Q: What happens after my Apprenticeship ends? Do I get to keep working at ASC?
A: It depends although probably not. A lot of former Apprentices have gone on to found their own theatre companies, work at other Atlanta theaters, go to NYC or LA, or work in movies. They sometimes end up at the Tavern in artistic staff positions, acting in main stage shows in major and minor roles and teaching extensively in our massive education programs.
Q: What is a resident theatre ensemble actor?
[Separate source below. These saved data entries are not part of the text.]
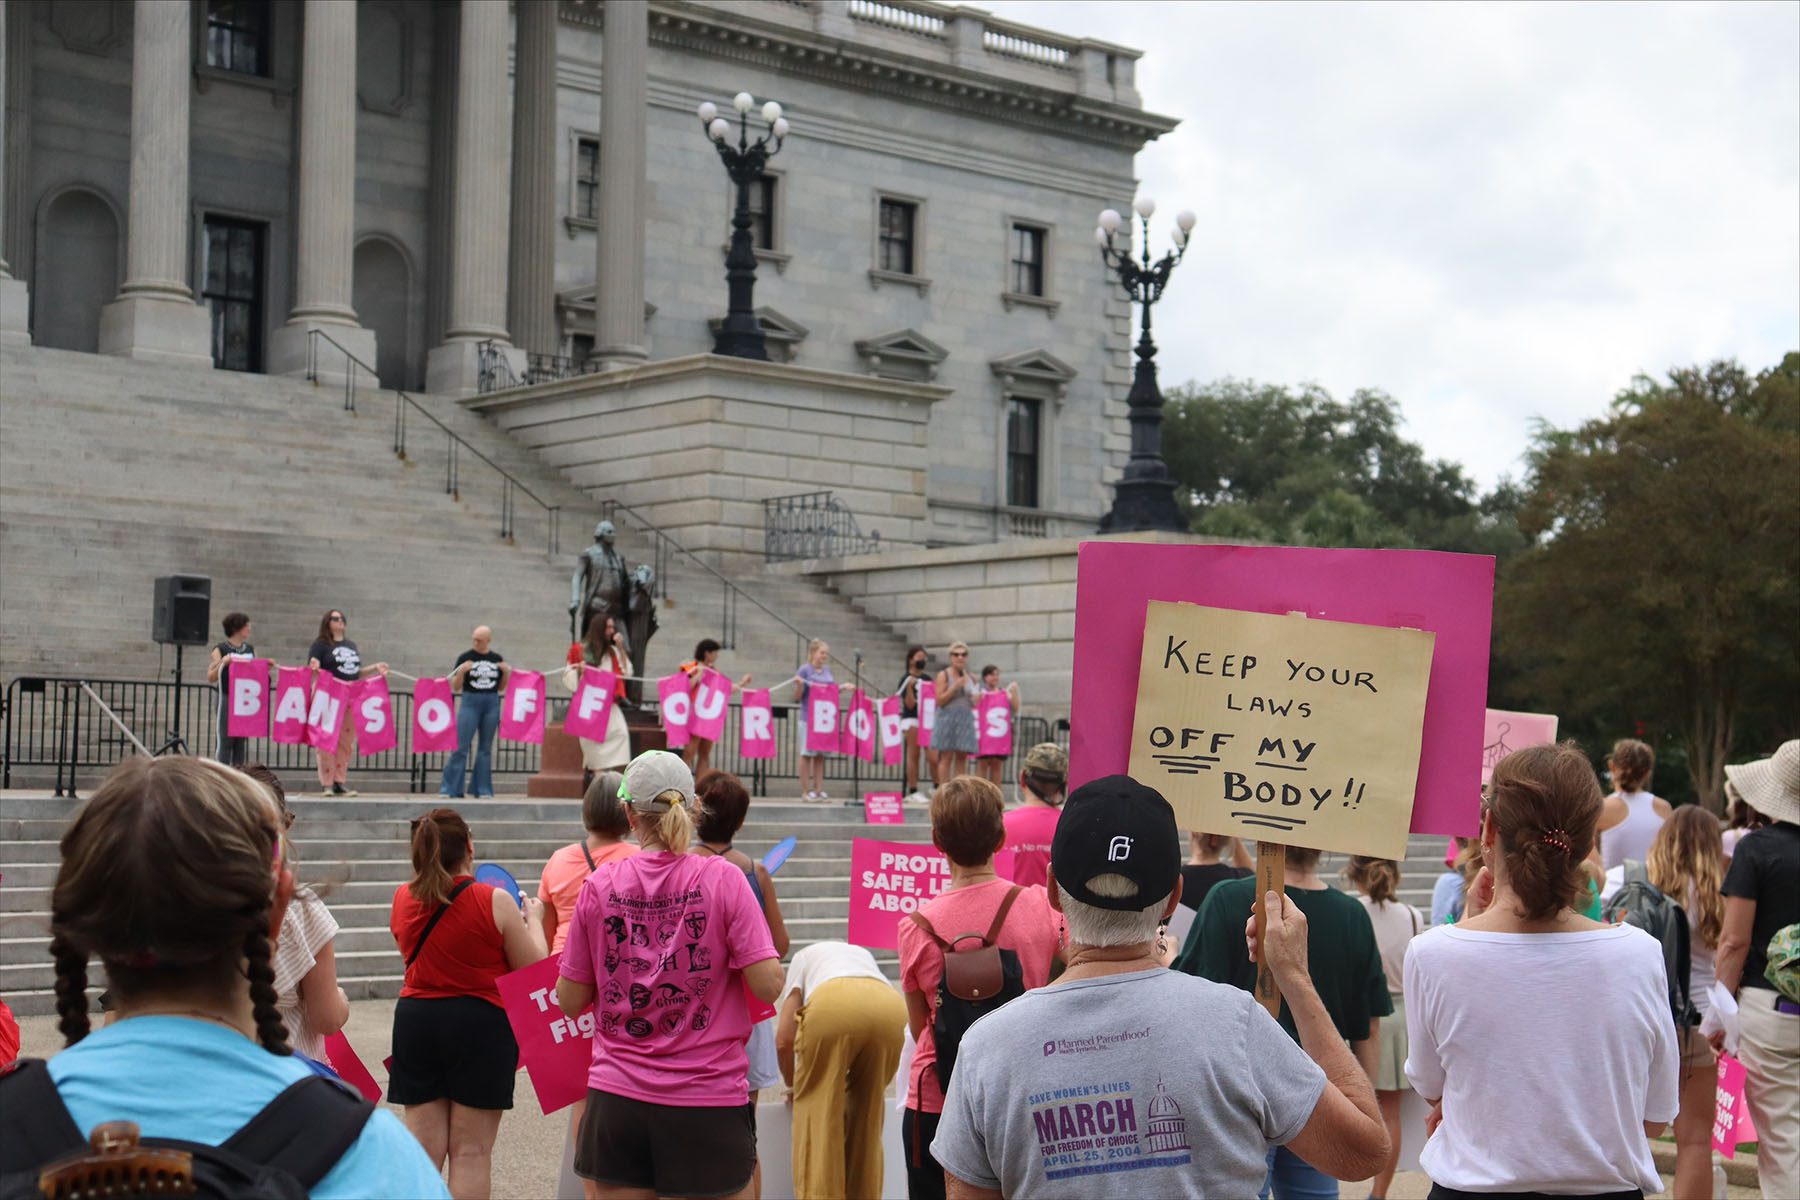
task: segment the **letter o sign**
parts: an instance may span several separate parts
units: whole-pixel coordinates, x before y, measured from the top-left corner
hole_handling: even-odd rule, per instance
[[[434,698],[419,705],[419,725],[428,733],[442,733],[450,728],[452,719],[450,706],[442,700]]]

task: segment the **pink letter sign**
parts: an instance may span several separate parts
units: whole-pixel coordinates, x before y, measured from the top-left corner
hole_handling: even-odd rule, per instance
[[[769,689],[745,692],[739,712],[743,724],[738,730],[738,752],[745,758],[774,758],[775,710],[769,704]]]
[[[448,679],[421,679],[413,684],[414,754],[456,749],[456,699]]]
[[[694,719],[694,698],[688,694],[688,677],[680,671],[656,681],[656,698],[662,708],[663,732],[669,749],[688,744],[688,723]]]
[[[284,746],[306,744],[306,682],[310,667],[275,668],[275,717],[270,738]]]
[[[349,705],[350,685],[330,671],[320,671],[313,680],[312,707],[306,710],[307,740],[320,750],[336,747]]]
[[[806,753],[836,754],[840,749],[837,686],[814,684],[806,696]]]
[[[716,742],[725,736],[725,706],[731,703],[731,680],[711,667],[700,673],[700,686],[694,691],[694,718],[688,732],[697,738]]]
[[[903,825],[899,792],[868,792],[863,796],[863,821],[869,825]]]
[[[1431,550],[1085,543],[1075,587],[1070,790],[1129,769],[1137,667],[1152,600],[1435,633],[1412,829],[1467,835],[1475,828],[1492,558]],[[1286,666],[1269,665],[1286,675]]]
[[[350,685],[350,715],[356,722],[358,755],[379,754],[400,744],[400,730],[394,723],[394,697],[388,692],[387,680],[380,675]]]
[[[845,752],[856,755],[864,762],[874,762],[875,705],[863,694],[861,688],[850,696],[849,718],[845,729],[850,735],[844,746]]]
[[[269,736],[269,660],[225,660],[226,694],[231,708],[226,713],[226,737]]]
[[[889,767],[900,765],[900,753],[906,748],[906,735],[900,731],[900,697],[889,696],[881,702],[881,761]]]
[[[975,752],[982,758],[1005,758],[1012,753],[1012,698],[1005,692],[984,692],[975,703],[981,722]]]
[[[583,667],[581,682],[569,698],[569,711],[563,717],[563,732],[570,737],[604,742],[606,727],[612,721],[613,689],[619,677],[599,667]]]
[[[931,731],[937,728],[937,681],[919,681],[919,745],[931,745]]]
[[[1495,765],[1514,750],[1547,746],[1555,740],[1556,718],[1549,713],[1488,709],[1487,725],[1481,733],[1481,782],[1492,779]]]
[[[950,864],[931,846],[850,839],[851,945],[898,950],[900,918],[949,886]]]
[[[368,681],[364,680],[363,682]],[[386,683],[387,681],[384,679],[382,682]],[[363,1060],[351,1048],[350,1039],[344,1036],[343,1030],[340,1029],[325,1039],[325,1057],[329,1060],[331,1069],[336,1071],[345,1083],[361,1092],[364,1100],[370,1104],[381,1103],[380,1086],[376,1084],[375,1077],[369,1074],[369,1068],[363,1065]]]
[[[562,955],[553,954],[494,980],[538,1107],[547,1113],[587,1095],[588,1064],[594,1058],[593,1006],[573,1018],[557,1007],[556,964],[561,961]]]
[[[544,740],[544,677],[537,671],[514,671],[500,702],[500,736],[509,742],[541,744]]]
[[[1735,1158],[1740,1144],[1756,1140],[1756,1126],[1750,1123],[1750,1105],[1744,1099],[1744,1064],[1729,1054],[1719,1055],[1713,1103],[1713,1149]]]

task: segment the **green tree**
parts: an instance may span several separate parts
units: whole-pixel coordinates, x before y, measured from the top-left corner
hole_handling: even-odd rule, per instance
[[[1542,426],[1529,463],[1496,703],[1672,741],[1716,811],[1727,762],[1800,728],[1800,354],[1640,376],[1607,416]]]

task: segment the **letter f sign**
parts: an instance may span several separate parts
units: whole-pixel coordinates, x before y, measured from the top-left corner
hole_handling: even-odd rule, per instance
[[[1113,840],[1110,843],[1108,843],[1108,845],[1106,847],[1106,861],[1107,862],[1124,862],[1126,859],[1128,859],[1130,857],[1131,857],[1131,839],[1126,837],[1124,834],[1122,834],[1122,833],[1119,834],[1117,837],[1113,838]]]

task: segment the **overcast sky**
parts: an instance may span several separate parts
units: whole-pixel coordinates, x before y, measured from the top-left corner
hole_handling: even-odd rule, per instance
[[[1800,348],[1800,5],[981,0],[1146,51],[1165,386],[1382,388],[1484,486],[1637,372]]]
A: It’s an actor that works at the Tavern. We dedicate a lot of resources to training, hiring and retaining talented actor/managers in our company. Many actors nowadays travel from theatre to theatre and from state to state. They spend a lot of creative energy looking for the next role or the next job. We believe that ASC can give back to the Atlanta community, and make more jobs for actors by supporting an actor’s whole being. We employ the whole actor, their acting skills being most important, but by also acknowledging that talented professionals have other skills and can contribute to the whole company all year ‘round.
Fact Sheet on the Apprentice Company
Classes, rehearsals and work calls are a combination of daytime and evening, weekday and weekend hours. A flexible schedule is an ABSOLUTE must. Please take a look at the sample schedules provided at callbacks. This is a major time commitment.
At Apprentice Company callbacks in May a sample schedule and more in-depth information will be available.
What we do for you:
Classes in, but not limited to:
- Linklater voice progression
- Movement for Shakespeare’s text
- Personal connection to Shakespeare’s language
- Structure of the Verse and Text work in monologue and scenes
- Elizabethan dance and Madrigal singing
- Original Practice methods and madness
- The Business of Theatre and Marketing Yourself
- Alexander Technique
- General Theatre history
- Stage Combat: hand to hand and weapons
- Elizabethan worldviews and Shakespeare’s England
- Status, Clown and Mask
- Master classes with Atlanta’s theatre professionals
- Light board operations
- Development and Running a Theatre Company
- Performance in our Shakespeare plays.
- Teaching Education "Playshops"
- Hands on work with: Artistic Associates, Apprentice Company Director, Artistic Director, Managing Director, Fight Choreographers, Costume and Lighting designers, and guest artists from the regional community.
What you do for us:
Matinee work calls: Tuesdays and Wednesdays throughout the season-Apprentices working in teams of two will be performing or working front-of-house jobs at most matinees. House duties include seating students, pre-show house management, cleaning, and concessions during intermission. Post-show clean up and maintenance as well as running light board and some backstage management. Tuesday and Wednesday days are the daytime hours you should always have available during the season, but daytime hours are not limited to those days only. Most scheduling is done on a month-by-month basis.
General work calls: Scheduled thru out the season- cleaning, moving sets and costumes, cleaning, sorting, polishing, cleaning, paperwork, cleaning, organizing, assisting Costumer at costume parades, volunteering in the house for shows, cleaning after shows, show strikes and various marketing, club and education mailings through out the year. Cleaning.
Rehearsal calls: Holding book for Stage management, pre-rehearsal cleaning and set up. Coffee making and gofering of props. General support for Stage management and Artistic Staff at rehearsals. Rehearsing your show.